The preservation age is a restriction imposed by superannuation law on accessing some lump sum and pension benefits. An individual’s preservation age will depend on when they were born.

Table: Preservation age

Date of birthPreservation Age
Before 1 July 196055
1 July 1960 – 30 June 196156
1 July 1961 – 30 June 196257
1 July 1962 – 30 June 196358
1 July 1963 – 30 June 196459
After 30 June 196460

Reaching preservation age is not a guarantee that the superannuation trustee can pay the preserved associate benefits to the non-member spouse as a lump sum. The trustee would also need to ensure that the non-member spouse had also satisfied a condition of release and any associated cashing restrictions under superannuation law.

Reduction of member’s benefits

Payment phase

Where the original interest is being paid as pension at the operative time, the reduced annual rate of the pension payable will be the original (pre-split) annual rate of pension multiplied by the reduction factor, which takes into account the transfer amount and the scheme value.

If the original recipient was in receipt of a spouse pension with additional pension amounts payable for eligible children, the rate of the pension entitlements payable for any eligible children will not be reduced.

Growth phase 

Where the original interest is not being paid as pension:

  • the funded elements (including the member benefit, ancillary benefit and productivity benefit) will be reduced by the amounts from each that were included in the non-member spouse’s Associate A benefit; and
  • the unfunded elements of the employer benefits will be reduced by multiplying the pre-split unfunded employer benefit(s) by a reduction factor, which takes into account the transfer amount and the scheme value plus any surcharge debt.

Additionally, the employer benefit multiple will also be reduced for contributing members. The reduced employer benefit multiple will be calculated by multiplying the pre-split employer benefit multiple by the reduction factor.

Please note that the trustee may need to recalculate the reduction of the employer benefit multiple for members who reach their maximum benefit limits.

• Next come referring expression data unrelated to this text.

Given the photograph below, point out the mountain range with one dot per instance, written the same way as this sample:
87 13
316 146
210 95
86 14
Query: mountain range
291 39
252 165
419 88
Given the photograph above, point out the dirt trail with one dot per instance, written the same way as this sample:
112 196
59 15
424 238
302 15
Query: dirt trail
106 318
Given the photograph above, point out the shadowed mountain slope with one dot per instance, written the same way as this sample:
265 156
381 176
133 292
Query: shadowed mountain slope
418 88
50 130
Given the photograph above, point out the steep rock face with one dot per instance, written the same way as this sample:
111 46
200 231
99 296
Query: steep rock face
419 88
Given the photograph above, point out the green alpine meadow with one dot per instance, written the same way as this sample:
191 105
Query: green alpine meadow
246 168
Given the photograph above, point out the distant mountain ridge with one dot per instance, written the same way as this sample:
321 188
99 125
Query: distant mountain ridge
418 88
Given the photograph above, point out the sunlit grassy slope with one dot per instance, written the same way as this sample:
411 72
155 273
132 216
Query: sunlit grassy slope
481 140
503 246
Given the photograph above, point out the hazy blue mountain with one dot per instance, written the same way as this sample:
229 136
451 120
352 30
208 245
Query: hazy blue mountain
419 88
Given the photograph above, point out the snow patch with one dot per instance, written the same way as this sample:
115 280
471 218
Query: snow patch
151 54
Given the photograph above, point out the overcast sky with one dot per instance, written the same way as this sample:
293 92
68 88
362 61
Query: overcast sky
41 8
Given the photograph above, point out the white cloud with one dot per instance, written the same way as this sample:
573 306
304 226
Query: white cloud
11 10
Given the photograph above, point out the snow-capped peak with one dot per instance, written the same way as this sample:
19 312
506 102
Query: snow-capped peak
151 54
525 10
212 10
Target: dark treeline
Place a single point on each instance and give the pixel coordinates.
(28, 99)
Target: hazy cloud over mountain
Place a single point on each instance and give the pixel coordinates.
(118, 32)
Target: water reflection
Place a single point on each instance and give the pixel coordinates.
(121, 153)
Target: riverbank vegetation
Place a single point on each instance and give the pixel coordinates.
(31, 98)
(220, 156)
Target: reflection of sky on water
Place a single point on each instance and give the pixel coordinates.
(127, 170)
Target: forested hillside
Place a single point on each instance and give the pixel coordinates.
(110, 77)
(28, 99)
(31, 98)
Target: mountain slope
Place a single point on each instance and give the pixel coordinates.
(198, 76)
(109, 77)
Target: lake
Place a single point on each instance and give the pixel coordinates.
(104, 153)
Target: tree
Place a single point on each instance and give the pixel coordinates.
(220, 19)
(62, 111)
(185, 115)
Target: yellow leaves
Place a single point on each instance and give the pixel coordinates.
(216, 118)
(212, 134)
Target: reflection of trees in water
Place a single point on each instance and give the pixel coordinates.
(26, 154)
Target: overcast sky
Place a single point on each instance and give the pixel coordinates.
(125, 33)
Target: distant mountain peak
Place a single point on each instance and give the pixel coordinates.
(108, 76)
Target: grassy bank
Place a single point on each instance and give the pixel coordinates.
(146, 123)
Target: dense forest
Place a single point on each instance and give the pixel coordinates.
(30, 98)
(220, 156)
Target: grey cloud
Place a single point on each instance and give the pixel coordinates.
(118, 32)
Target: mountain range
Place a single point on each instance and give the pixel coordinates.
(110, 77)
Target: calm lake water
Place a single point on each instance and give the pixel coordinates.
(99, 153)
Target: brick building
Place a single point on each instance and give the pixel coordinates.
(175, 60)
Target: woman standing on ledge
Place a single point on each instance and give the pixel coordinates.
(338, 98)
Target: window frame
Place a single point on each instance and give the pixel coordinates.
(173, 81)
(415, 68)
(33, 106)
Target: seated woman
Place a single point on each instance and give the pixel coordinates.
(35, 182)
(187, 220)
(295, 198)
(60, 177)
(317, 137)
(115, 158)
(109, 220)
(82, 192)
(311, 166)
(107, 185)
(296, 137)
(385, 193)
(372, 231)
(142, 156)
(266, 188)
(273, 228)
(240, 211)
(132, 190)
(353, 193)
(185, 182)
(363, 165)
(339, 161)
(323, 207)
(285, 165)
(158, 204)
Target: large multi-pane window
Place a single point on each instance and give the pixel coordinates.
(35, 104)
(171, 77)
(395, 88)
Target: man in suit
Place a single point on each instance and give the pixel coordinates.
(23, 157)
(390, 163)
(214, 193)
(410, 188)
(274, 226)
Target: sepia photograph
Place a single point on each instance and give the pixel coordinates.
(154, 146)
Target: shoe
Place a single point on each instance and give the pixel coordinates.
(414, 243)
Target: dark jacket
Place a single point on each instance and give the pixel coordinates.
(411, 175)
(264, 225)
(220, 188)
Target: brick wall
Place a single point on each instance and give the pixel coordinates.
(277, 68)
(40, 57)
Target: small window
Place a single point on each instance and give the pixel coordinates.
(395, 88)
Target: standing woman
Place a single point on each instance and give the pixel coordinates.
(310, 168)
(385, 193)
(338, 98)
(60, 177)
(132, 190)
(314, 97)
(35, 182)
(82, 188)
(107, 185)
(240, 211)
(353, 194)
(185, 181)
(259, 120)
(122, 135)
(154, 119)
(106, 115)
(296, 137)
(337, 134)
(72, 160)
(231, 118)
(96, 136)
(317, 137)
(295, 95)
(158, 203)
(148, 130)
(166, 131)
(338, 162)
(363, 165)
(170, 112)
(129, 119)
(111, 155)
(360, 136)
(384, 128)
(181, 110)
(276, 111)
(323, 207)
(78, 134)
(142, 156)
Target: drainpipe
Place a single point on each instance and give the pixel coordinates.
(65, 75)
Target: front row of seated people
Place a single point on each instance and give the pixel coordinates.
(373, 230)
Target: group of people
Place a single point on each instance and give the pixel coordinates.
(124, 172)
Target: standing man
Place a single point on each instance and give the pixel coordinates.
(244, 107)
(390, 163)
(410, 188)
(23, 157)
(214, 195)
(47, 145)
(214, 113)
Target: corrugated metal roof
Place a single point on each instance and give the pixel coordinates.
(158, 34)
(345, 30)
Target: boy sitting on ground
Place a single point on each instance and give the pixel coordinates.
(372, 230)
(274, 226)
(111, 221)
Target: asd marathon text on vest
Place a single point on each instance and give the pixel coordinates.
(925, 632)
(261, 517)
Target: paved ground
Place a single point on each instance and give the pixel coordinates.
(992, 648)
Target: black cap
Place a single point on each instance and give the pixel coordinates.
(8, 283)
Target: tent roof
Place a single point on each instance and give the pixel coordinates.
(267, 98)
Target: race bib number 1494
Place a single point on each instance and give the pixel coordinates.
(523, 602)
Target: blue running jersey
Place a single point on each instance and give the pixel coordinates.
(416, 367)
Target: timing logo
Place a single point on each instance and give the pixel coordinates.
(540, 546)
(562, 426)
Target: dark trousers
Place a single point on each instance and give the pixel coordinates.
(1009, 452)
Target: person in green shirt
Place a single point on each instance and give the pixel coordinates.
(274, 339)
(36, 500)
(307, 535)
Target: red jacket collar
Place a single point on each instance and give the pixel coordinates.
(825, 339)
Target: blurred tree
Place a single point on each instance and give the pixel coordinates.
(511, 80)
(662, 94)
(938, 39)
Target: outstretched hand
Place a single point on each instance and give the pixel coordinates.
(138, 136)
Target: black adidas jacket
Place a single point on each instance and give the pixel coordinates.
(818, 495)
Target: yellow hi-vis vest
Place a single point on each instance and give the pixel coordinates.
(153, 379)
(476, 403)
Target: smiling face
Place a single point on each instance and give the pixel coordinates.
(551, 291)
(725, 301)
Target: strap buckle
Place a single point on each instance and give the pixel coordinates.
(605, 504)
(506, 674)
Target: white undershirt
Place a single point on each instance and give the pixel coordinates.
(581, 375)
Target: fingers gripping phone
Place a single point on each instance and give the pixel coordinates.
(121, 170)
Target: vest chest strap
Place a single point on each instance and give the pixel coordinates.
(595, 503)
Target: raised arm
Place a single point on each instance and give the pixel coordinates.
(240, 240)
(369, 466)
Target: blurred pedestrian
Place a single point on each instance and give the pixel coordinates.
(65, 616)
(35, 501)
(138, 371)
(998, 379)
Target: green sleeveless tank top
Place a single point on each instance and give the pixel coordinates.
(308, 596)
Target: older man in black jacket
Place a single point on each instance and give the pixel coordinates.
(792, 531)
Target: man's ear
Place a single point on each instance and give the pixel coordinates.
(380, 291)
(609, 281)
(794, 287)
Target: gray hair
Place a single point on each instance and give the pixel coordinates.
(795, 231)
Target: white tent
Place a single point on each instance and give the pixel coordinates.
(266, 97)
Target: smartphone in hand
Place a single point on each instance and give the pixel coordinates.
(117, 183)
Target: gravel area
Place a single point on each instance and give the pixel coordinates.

IMPORTANT: The pre-split (unreduced) employer benefit multiple will be used to determine if and when the member reaches the applicable maximum benefit limit. 

Glossary

Associate benefit. The separate interest in MilitarySuper created for the non-member spouse as a result of splitting orders or a binding superannuation agreement.

Associate pension. The separate pension payable from MilitarySuper to the non-member spouse as a result of splitting orders or a binding superannuation agreement.

Base amount. A specified dollar figure allocated in respect of the non-member spouse through splitting orders or a superannuation agreement.

Growth phase interest. A superannuation interest that is not in the payment phase.

Member spouse. The person who holds the original superannuation interest before the superannuation split occurs.

Non-member spouse. The spouse, former spouse, or former de facto partner of the member spouse.

Payment phase interest. A superannuation interest for which the member spouse has satisfied a condition of release and has instructed the trustee to pay the benefits as a pension, a lump sum or a combination of pension and lump sum benefits.

Splitting percentage. A specified percentage of a superannuation interest allocated in respect of the non-member spouse through splitting orders or a superannuation agreement.

Superannuation agreement. A superannuation splitting agreement that deals with the division of superannuation following the breakdown of a marriage or de facto relationship.